Issue Management and Remediation
For issues and exceptions that pose a risk of non-compliance, the CRSI and MetricStream NERC Compliance Management Solution triggers a systematic mechanism of investigation and remediation. Automatic alerts and notifications are sent to the appropriate personnel for task assignments, and the system keeps exception cases open until action plans are carried out. All results are verified for their effectiveness, and can be automatically tracked as they progress from one stage to the next. Additionally, root cause analysis can be mapped to any entity which will cover individual processes, respective regulations and requirements and to specific assets or asset classifications.

Real-Time Compliance Monitoring
The CRSI and MetricStream NERC Compliance Management Solution contains powerful executive dashboards with drill-down capabilities that provide enterprise-wide visibility into the NERC compliance process. Issues that need to be addressed are highlighted and NERC compliance management solution is able to track the status of compliance issues, process ownership, assessment plans, and more on the graphical charts. These customizable charts provide real-time information that can be accessed across organizational units responsible for the actionable items represented. The solution’s monthly and quarterly trending analysis capabilities enable compliance managers and process owners to stay in constant touch with the on-the-ground reality, following progress on all important compliance issues. Compliance process becomes more manageable and predictable because the solution provides automated alerts for events such as exceptions and failures, thereby eliminating untimely surprises before any important audit.

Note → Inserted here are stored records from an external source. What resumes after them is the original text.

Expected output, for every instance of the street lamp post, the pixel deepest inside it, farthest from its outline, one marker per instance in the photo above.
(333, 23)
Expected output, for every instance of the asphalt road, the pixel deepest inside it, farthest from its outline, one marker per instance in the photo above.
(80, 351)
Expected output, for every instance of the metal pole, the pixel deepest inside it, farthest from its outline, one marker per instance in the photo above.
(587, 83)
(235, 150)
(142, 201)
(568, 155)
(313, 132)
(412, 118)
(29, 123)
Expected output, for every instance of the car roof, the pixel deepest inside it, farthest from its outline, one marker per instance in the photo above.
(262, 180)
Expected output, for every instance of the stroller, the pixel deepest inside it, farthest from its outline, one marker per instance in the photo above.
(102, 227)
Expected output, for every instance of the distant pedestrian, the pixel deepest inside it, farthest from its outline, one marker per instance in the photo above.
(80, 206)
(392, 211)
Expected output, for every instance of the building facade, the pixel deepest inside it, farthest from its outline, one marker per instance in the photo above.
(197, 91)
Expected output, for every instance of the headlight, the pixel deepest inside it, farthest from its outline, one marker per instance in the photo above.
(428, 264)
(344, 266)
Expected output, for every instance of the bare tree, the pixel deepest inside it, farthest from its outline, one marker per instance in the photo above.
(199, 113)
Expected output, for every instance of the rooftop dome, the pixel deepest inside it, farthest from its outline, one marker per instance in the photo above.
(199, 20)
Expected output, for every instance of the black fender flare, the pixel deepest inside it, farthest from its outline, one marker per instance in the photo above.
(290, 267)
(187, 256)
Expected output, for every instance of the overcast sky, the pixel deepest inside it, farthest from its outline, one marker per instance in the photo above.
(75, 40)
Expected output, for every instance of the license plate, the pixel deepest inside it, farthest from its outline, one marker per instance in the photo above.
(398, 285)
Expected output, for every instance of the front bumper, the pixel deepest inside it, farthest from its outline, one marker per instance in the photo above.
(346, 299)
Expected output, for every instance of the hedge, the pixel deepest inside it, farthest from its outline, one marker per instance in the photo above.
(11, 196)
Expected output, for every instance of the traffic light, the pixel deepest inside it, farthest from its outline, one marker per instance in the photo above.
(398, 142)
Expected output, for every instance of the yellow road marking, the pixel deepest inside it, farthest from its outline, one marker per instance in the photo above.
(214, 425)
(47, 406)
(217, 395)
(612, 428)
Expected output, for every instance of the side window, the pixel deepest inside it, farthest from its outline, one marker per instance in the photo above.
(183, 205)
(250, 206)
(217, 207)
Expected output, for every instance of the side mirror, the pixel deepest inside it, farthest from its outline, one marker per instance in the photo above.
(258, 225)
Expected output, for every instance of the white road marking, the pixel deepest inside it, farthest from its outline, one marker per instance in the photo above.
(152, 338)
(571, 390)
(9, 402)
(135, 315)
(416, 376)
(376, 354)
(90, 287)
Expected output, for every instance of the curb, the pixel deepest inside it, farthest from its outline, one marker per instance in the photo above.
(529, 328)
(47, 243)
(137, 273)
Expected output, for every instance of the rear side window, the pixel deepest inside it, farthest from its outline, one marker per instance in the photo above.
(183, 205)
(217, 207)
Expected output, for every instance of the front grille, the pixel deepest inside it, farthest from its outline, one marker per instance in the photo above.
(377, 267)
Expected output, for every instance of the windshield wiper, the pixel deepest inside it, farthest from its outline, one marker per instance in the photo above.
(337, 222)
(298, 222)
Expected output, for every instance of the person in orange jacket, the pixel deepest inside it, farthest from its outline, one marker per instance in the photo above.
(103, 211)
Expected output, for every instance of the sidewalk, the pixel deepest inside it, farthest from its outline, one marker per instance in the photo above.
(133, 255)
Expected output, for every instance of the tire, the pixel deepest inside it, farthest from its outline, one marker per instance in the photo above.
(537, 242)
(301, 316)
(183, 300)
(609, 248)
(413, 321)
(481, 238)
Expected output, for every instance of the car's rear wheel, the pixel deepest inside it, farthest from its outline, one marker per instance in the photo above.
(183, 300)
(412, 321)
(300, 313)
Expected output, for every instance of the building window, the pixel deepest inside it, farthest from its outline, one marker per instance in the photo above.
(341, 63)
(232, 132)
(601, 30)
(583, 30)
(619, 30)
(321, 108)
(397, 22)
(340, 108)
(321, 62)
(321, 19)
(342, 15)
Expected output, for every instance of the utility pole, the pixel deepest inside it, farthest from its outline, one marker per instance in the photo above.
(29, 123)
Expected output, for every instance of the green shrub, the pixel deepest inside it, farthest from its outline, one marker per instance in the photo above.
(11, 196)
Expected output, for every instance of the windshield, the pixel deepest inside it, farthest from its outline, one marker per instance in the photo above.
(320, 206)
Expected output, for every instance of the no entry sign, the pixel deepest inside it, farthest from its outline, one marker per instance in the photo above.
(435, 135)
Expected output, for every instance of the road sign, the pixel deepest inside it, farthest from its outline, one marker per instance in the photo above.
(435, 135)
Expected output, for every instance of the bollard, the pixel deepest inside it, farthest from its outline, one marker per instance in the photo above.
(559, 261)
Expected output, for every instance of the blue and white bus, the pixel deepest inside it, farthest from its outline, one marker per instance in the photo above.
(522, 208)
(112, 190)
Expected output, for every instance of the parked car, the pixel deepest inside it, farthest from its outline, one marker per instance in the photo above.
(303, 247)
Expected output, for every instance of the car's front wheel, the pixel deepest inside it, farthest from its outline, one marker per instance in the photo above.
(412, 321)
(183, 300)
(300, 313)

The CRSI and MetricStream Value Proposition

With the CRSI and MetricStream NERC Compliance Management Solution, organizations will be able to effectively:

  • Build an integrated and collaborative approach to NERC compliance, eliminating redundancies by transcending organizational and functional silo boundaries.
  • Stay informed on a real-time basis of all NERC changes and updates through automatic alerts.

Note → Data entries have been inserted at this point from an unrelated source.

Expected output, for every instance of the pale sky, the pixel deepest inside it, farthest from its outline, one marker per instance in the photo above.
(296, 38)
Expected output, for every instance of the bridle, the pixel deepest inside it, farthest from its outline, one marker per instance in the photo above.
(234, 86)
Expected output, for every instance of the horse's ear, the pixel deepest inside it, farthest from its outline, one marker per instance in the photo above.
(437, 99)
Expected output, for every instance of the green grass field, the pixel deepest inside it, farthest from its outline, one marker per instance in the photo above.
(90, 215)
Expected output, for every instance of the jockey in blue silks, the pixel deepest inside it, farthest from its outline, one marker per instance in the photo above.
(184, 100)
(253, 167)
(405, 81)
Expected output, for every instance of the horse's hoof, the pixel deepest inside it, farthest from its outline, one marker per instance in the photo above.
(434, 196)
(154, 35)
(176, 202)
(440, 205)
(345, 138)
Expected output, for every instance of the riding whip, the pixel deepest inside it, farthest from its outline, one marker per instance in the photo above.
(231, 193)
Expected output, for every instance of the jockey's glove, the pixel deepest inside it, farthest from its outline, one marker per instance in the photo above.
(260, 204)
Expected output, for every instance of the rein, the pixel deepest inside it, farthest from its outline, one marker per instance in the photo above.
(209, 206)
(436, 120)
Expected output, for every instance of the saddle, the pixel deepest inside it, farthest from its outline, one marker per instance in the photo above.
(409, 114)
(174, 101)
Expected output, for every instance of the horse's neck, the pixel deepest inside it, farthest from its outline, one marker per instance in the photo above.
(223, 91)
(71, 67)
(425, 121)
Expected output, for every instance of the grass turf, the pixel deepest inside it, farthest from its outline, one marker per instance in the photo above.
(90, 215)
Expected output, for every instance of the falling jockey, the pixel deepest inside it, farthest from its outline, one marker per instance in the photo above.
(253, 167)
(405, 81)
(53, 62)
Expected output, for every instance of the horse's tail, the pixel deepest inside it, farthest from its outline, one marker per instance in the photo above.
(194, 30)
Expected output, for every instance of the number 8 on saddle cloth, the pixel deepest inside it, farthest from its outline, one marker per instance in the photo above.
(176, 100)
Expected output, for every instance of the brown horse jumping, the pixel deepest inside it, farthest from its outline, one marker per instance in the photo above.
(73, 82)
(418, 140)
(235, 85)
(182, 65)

  • Streamline compliance activities, including mapping of regulations to policies, developing effective controls, assessing risks, performing compliance audits, preparing and implementing action plans, and identifying and mitigating risk issues.
  • Enable risk-based compliance through configurable methodologies for risk assessments, risk heat maps and real-time dashboards.

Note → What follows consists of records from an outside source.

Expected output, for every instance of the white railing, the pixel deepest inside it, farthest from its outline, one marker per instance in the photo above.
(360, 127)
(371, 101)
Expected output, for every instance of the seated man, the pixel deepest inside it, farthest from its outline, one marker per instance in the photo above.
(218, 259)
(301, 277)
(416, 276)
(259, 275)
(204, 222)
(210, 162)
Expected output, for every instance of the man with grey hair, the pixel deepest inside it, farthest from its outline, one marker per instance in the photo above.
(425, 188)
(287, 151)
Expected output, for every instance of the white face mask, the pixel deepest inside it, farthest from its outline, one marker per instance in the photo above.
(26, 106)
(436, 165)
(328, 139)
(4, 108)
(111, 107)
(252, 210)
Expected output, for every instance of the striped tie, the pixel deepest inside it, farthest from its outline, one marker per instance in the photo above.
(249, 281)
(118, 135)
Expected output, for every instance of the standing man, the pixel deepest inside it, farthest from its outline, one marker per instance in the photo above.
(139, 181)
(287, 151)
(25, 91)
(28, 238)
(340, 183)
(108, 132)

  • Increase transparency into the status of compliance processes and obtain data needed for improved strategic level decision-making.
  • Enhance the efficiency and reliability of reporting and self-certification
  • Automate compliance processes critical for audit preparedness and improved efficiency, thereby optimizing resource allocation, improving accuracy and timeliness of action items, and reducing organizational costs.